Com o diabo no corpo, de Raymond Radiguet


A idade é um mito que tende a desaparecer com o tempo. Será que este livro teria tido tanta força se não tivesse sido escrito por um rapaz de 17 anos, ou não estivesse coberto por um véu de autobiografia?

Mas longe do foco de escândalo de um menor que se envolve amorosamente com uma mulher mais velha, o que desconforta no livro é o narcisismo do narrador, para quem o amor é conscientemente um ficção que engalana a satisfação dos seus apetites. Os apetites da juventude, dourados pelo saber literário e a lucidez de escrita, de Raymond Radiguet, um evidente herdeiro da literatura libertina francesa.

Longe de ser uma história de amor, este é um livro sobre a ficção amorosa que um adolescente francês inventou para combater o tédio dos anos de guerra e a história de uma mulher que aceitou subjugar-se a essa ficção, por razões que nunca chegamos a compreender. O livro, pela voz do narrador adolescente, reduz Marthe, a mulher, a um ser passivo, dócil, dependente. Um boneco do desejo narcísico do narrador de invadir as vidas alheias e dominá-las.

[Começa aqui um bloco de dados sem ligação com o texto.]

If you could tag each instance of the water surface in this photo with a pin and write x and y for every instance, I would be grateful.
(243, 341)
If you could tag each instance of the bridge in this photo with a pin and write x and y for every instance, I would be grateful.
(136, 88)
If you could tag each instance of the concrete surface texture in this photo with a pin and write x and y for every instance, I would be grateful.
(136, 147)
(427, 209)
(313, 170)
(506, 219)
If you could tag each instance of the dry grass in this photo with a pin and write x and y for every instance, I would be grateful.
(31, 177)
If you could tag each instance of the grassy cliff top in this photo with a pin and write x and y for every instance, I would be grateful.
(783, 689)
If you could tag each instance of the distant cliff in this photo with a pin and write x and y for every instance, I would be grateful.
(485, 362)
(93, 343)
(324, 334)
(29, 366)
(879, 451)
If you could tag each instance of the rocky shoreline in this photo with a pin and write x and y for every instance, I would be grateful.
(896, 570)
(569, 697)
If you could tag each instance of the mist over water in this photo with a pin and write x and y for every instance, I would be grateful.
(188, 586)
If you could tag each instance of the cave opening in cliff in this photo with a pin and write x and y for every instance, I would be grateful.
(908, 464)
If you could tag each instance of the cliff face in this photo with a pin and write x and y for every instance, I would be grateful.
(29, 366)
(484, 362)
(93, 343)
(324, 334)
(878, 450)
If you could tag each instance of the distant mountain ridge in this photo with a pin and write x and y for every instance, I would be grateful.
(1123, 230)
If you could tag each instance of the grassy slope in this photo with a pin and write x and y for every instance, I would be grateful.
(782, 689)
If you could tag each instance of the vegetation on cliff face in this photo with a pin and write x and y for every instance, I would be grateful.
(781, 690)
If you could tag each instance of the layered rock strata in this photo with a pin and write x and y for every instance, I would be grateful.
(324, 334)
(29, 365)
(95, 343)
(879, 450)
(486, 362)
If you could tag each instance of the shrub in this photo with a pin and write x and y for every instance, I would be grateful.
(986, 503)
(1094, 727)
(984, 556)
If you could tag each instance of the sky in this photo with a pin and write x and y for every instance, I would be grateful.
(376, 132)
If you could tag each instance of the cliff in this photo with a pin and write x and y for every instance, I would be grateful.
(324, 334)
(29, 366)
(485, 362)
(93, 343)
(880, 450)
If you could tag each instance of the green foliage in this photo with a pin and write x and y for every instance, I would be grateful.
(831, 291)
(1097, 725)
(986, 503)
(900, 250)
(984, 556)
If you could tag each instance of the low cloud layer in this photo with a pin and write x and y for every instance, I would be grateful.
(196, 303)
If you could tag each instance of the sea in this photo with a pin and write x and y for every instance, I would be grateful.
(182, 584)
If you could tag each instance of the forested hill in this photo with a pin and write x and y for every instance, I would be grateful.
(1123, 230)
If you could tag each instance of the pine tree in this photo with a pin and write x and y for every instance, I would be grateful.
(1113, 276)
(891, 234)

Talvez mais do que o egoísmo juvenil do narrador, o segredo desta história seja a inquietação que suscita a identidade desta mulher, e a angústia que lança sobre o leitor de também ele poder ser uma mera ficção de um qualquer narrador egocêntrico e indiferente, para quem preencher a vida dos outros é a única coisa que realmente importa.